2. Again the Solicitor A and the community relations officer had been acting for this group prior to the amalgamation of the representative bodies and were aware of substantial monies being held in trust funds for the group. They were then able to access the trust funds to expend on legal fees for the group. 3. In that instance Solicitor B had been previously the solicitor on record for the claim group as Principal Legal Officer and upon termination as Principal Legal Officer utilised the services of Solicitor A and the Community Relations Officer to secure instructions from the group to represent them privately using the funds from the mining company. 4. They represented to the group that they would be able to obtain a consent determination for the group despite there being an overlap with another group which clearly prevents them from proceeding until such time as the overlap with the other group is mediated. Therefore it was effectively a false representation. CASE STUDY 5 1. For some time commercial operations have been in existence providing ancillary services to Traditional Owners. These services include: a. Meeting logistics; b. Cultural heritage co-ordination services; c. Project management. 2. Those commercial operations have, until the relatively recent past, had a narrow focus and provided a limit range of focussed services. 3. In the last two years businesses have emerged that appear to be holding themselves out as quasi NTSPs. 4. These businesses currently embody all of the issues identified as issues with private agents in a single organisation. The offer made by these organisations typically includes; cultural heritage expertise, provision of research, preparation of NTDAs, provision of legal services and prosecution of claims. 5. One of these businesses has adopted a persona that appears to deliberately replicate the structure of a NTSP.

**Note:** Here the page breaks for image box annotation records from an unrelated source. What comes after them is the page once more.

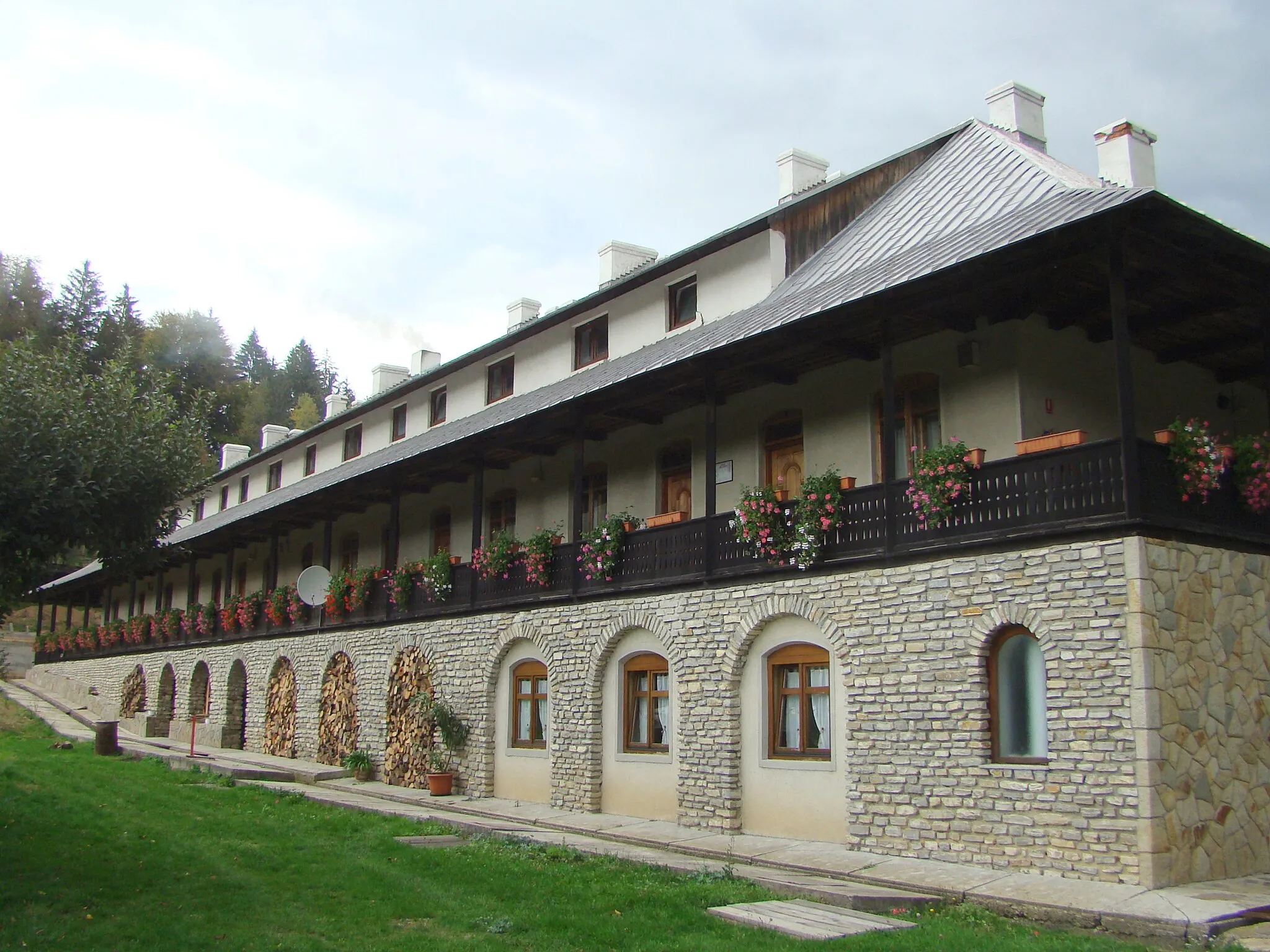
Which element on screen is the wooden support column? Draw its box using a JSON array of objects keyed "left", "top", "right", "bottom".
[
  {"left": 321, "top": 513, "right": 335, "bottom": 571},
  {"left": 706, "top": 377, "right": 719, "bottom": 575},
  {"left": 1108, "top": 235, "right": 1142, "bottom": 519},
  {"left": 881, "top": 317, "right": 897, "bottom": 555},
  {"left": 264, "top": 526, "right": 278, "bottom": 591},
  {"left": 383, "top": 486, "right": 401, "bottom": 569}
]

6. There is no overarching regulation of businesses such as these; a. The lawyers employed by, or who associate with, these businesses must hold appropriate practising rights and are therefore subject to that minimal level of oversight. However, experience suggests that some of these lawyers blur the line when considering whether their duties lie with the client or the business. Put another way, there is a question as to whether the client is the business of the Traditional Owner group with a consequent issue as to where the lawyers duty lies. b. These businesses also appear to favour anthropologists who will provide material to achieve a purpose (e.g. get a claim registered, or define a claim group in a particular way) without a comprehensive consideration of the totality of the evidence and the suitability of the claim to be placed in contest. 7. Because there are no checks and balances on the way these businesses operate there is a very real risk that these businesses will fail to deliver hard messages to NTCGs so as to minimise the prospect of losing a customer and consequential income.